NEWS	R Documentation

NEWS file for the rpart package

Changed example data solder to solder.balance. The full version of the data is available in the survival package.

Rpart would fail with a formula having ~. - x on the right hand side. A simple bookkeeping error in creating an index.
Added a section to the vignette on user written functions, which explains why and when one can avoid checking all 2^k splits for a categorical predictor with k levels.

The C and R code has been reformatted for legibility.
The old compatibility function rpconvert() has been removed.
The cross-validation functions allow for user interrupt at the end of evaluating each split.
Variable Reliability in data set car90 is corrected to be an ordered factor, as documented.
Surrogate splits are now considered only if they send two or more cases with non-zero weight each way. For numeric/ordinal variables the restriction to non-zero weights is new: for categorical variables this is a new restriction.
Surrogate splits which improve only by rounding error over the default split are no longer returned. Where weights and missing values are present, the splits component for some of these was not returned correctly.

A fit of class ‘⁠"rpart"⁠’ now contains a component for variable ‘importance’, which is reported by the summary() method.
The text() method gains a minlength argument, like the labels() method. This adds finer control: the default remains pretty = NULL, minlength = 1L.
The handling of fits with zero and fractional weights has been corrected: the results may be slightly different (or even substantially different when the proportion of zero weights is large).
Some memory leaks have been plugged.
There is a second vignette, ‘longintro.Rnw’, a version of the original Mayo Tecnical Report on rpart.

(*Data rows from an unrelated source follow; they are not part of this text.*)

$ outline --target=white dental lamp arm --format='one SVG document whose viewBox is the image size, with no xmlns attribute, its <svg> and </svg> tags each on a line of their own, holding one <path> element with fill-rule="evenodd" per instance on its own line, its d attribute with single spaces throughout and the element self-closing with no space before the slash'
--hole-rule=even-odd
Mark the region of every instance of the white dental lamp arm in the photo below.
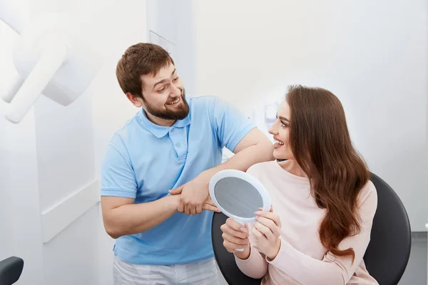
<svg viewBox="0 0 428 285">
<path fill-rule="evenodd" d="M 0 0 L 0 21 L 19 36 L 14 47 L 19 75 L 0 96 L 0 115 L 19 123 L 44 95 L 63 106 L 82 95 L 101 66 L 101 58 L 76 31 L 74 15 L 46 13 L 31 22 L 14 0 Z"/>
<path fill-rule="evenodd" d="M 21 33 L 28 22 L 22 9 L 14 0 L 0 0 L 0 20 L 6 23 L 17 33 Z"/>
<path fill-rule="evenodd" d="M 67 56 L 65 45 L 48 48 L 26 78 L 6 113 L 12 123 L 19 123 L 40 96 Z M 18 79 L 19 80 L 19 79 Z"/>
<path fill-rule="evenodd" d="M 3 100 L 6 103 L 11 103 L 18 90 L 24 83 L 24 79 L 19 74 L 16 74 L 11 80 L 9 86 L 6 88 L 6 93 L 3 95 Z M 0 101 L 1 103 L 1 101 Z"/>
</svg>

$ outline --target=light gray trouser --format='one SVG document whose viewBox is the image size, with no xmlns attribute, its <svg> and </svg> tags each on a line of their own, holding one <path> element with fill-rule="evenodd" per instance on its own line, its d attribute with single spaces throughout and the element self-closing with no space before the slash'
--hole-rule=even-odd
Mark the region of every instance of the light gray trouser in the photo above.
<svg viewBox="0 0 428 285">
<path fill-rule="evenodd" d="M 135 265 L 115 256 L 114 285 L 218 285 L 215 259 L 175 265 Z"/>
</svg>

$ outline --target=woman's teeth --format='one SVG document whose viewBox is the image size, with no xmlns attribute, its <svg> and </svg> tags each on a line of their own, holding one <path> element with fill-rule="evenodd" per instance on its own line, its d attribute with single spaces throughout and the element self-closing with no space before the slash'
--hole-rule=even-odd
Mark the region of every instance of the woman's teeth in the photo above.
<svg viewBox="0 0 428 285">
<path fill-rule="evenodd" d="M 178 98 L 177 99 L 175 99 L 174 101 L 171 102 L 171 103 L 166 103 L 166 105 L 174 105 L 174 104 L 177 104 L 178 103 L 178 101 L 180 100 L 180 98 Z"/>
</svg>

Added dataset car90, a corrected version of the S-PLUS dataset car.all (used with permission).
This version does not use paste0{} and so works with R 2.14.x.

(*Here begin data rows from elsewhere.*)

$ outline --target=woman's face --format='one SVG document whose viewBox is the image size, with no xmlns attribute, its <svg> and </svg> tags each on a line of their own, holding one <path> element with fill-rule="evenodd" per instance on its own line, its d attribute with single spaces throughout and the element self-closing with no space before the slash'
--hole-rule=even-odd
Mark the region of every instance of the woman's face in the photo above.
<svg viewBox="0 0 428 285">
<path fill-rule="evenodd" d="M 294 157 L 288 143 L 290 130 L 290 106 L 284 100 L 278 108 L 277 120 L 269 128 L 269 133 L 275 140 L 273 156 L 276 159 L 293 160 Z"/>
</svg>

Merged in a set of Splus code changes that had accumulated at Mayo over the course of a decade. The primary one is a change in how indexing is done in the underlying C code, which leads to a major speed increase for large data sets. Essentially, for the lower leaves all our time used to be eaten up by bookkeeping, and this was replaced by a different approach. The primary routine also uses .Call{} so as to be more memory efficient.
The other major change was an error for asymmetric loss matrices, prompted by a user query. With L=loss asymmetric, the altered priors were computed incorrectly – they were using L' instead of L. Upshot – the tree would not not necessarily choose optimal splits for the given loss matrix. Once chosen, splits were evaluated correctly. The printed “improvement” values are of course the wrong ones as well. It is interesting that for my little test case, with L quite asymmetric, the early splits in the tree are unchanged – a good split still looks good.
Add the return.all argument to xpred.rpart().
Added a set of formal tests, i.e., cases with known answers to which we can compare.
Add a ‘usercode’ vignette, explaining how to add user defined splitting functions.
The class method now also returns the node probability.
Add the stagec data set, used in some tests.
The plot.rpart routine needs to store a value that will be visible to the rpartco routine at a later time. This is now done in an environment in the namespace.

Change description of ‘⁠margin⁠’ in ?plot.rpart as suggested by Bill Venables.